We analyze a goal-oriented adaptive algorithm that aims to efficiently compute the quantity of interest $G(u^\star)$ with a linear goal functional $G$ and the solution $u^\star$ to a general second-order nonsymmetric linear elliptic partial differential equation. The current state of the analysis of iterative algebraic solvers for nonsymmetric systems lacks the contraction property in the norms that are prescribed by the functional analytic setting. This seemingly prevents their application in the optimality analysis of goal-oriented adaptivity. As a remedy, this paper proposes a goal-oriented adaptive iteratively symmetrized finite element method (GOAISFEM). It employs a nested loop with a contractive symmetrization procedure, e.g., the Zarantonello iteration, and a contractive algebraic solver, e.g., an optimal multigrid solver. The various iterative procedures require well-designed stopping criteria such that the adaptive algorithm can effectively steer the local mesh refinement and the computation of the inexact discrete approximations. The main results consist of full linear convergence of the proposed adaptive algorithm and the proof of optimal convergence rates with respect to both degrees of freedom and total computational cost (i.e., optimal complexity). Numerical experiments confirm the theoretical results and investigate the selection of the parameters.

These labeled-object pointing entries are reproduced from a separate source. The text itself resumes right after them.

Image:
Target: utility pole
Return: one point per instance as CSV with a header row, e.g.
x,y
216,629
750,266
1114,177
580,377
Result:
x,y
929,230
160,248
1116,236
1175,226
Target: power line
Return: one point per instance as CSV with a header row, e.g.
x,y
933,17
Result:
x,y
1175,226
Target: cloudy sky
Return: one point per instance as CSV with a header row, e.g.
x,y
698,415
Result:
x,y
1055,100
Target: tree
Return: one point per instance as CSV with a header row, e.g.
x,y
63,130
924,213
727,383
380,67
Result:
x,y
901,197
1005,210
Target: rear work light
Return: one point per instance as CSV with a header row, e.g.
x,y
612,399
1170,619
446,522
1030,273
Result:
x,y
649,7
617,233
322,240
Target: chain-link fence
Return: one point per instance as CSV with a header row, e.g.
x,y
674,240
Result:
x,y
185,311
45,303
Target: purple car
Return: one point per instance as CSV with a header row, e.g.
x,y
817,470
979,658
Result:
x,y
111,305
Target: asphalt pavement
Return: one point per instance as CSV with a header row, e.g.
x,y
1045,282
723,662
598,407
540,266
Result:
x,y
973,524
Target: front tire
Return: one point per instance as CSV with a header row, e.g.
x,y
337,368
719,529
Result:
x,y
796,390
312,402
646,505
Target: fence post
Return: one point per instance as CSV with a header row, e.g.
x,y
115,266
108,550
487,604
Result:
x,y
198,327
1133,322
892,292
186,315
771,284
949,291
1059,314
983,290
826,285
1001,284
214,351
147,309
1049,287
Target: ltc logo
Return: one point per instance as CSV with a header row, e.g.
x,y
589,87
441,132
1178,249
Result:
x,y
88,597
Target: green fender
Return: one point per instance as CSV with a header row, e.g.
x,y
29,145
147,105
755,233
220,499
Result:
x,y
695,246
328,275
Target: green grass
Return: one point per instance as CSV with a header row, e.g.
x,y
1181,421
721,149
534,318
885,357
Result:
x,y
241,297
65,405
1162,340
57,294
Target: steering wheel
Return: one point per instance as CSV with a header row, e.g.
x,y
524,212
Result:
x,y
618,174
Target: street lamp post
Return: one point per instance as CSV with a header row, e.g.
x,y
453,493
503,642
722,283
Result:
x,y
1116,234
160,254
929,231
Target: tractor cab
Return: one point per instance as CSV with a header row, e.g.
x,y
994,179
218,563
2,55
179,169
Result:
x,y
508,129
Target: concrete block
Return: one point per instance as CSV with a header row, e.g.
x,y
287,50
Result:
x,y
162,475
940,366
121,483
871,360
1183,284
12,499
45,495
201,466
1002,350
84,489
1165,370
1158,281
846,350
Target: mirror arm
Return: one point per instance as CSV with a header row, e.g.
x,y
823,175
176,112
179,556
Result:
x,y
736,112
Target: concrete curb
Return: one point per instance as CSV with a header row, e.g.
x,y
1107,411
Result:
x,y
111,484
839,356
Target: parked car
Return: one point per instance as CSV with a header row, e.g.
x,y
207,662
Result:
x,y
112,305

翻译：本文分析了一种目标导向自适应算法，该算法旨在高效计算目标量$G(u^\star)$，其中$G$为线性目标泛函，$u^\star$为一般二阶非对称线性椭圆型偏微分方程的解。当前针对非对称系统的迭代代数求解器分析，在泛函分析框架所规定的范数中缺乏压缩性。这似乎阻碍了其在目标导向自适应最优性分析中的应用。为此，本文提出一种目标导向自适应迭代对称化有限元方法（GOAISFEM）。该方法采用嵌套循环结构，包含一个具有压缩性的对称化过程（如Zarantonello迭代）和一个具有压缩性的代数求解器（如最优多重网格求解器）。各迭代过程需要精心设计停止准则，使得自适应算法能够有效指导局部网格细化以及非精确离散近似的计算。主要结果包括：所提自适应算法具有完全线性收敛性，并在自由度与总计算成本两方面均证明了最优收敛速率（即最优复杂度）。数值实验验证了理论结果，并对参数选择进行了探究。